Space agency ESA plans new mission to Venus

The European space agency ESA wants to orbit the planet Venus with an orbiter sometime after 2030. ESA hopes to get a better view from the core to the atmosphere of Venus to learn how Earth and Venus could be so different.

EnVision

The mission, which has been dubbed EnVision , will have to take place sometime in the early 1930s, although no year has been committed yet. ESA’s orbiter will come aboard several devices to take measurements over Venus, including an atmospheric infrared siren, spectrometers and a NASA-provided radar. In addition, as an experiment with radio waves, the internal structure and gravitational field of Venus is studied.

The question that the mission should help answer is why Earth and Venus, while they are both about the same size, are made up of the same building blocks and are each other’s closest neighbours, are so different from each other and why Venus has undergone such dramatic climate changes: instead of that it is a habitable planet, it has a toxic atmosphere and the planet is covered in thick sulfur clouds. This should also provide insight into the potential future of the nature, should catastrophic effects of greenhouse gas emissions arise here.

It is ESA’s second mission to the planet Venus. Between 2005 and 2014, the space agency conducted research into the atmosphere above the planet with Venus Express. Since then , the Japanese space agency JAXA has been investigating the atmosphere of Venus.

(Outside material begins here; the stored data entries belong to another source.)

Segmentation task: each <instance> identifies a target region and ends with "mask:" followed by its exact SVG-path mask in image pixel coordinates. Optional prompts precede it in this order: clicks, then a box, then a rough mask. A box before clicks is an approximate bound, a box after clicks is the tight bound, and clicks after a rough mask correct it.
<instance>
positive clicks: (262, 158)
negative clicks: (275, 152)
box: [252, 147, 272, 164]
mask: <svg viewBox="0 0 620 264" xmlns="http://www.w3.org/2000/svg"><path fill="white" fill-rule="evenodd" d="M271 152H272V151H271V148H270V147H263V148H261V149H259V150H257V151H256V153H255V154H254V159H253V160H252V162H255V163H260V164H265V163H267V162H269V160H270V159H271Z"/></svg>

On June 2, it was announced that NASA is also planning two missions to Venus to learn more about the planet. The three spacecraft will team up to make the most complete study of Venus yet.

EnVision will be sent to Venus aboard an Ariane 6 rocket. That will be 2031 at the earliest. EnVision will take 15 months to reach Venus and another 16 to orbit the planet. EnVision is ESA’s fifth medium-class mission. The other missions are Solar Orbiter , Euclid, Plato and Ariel.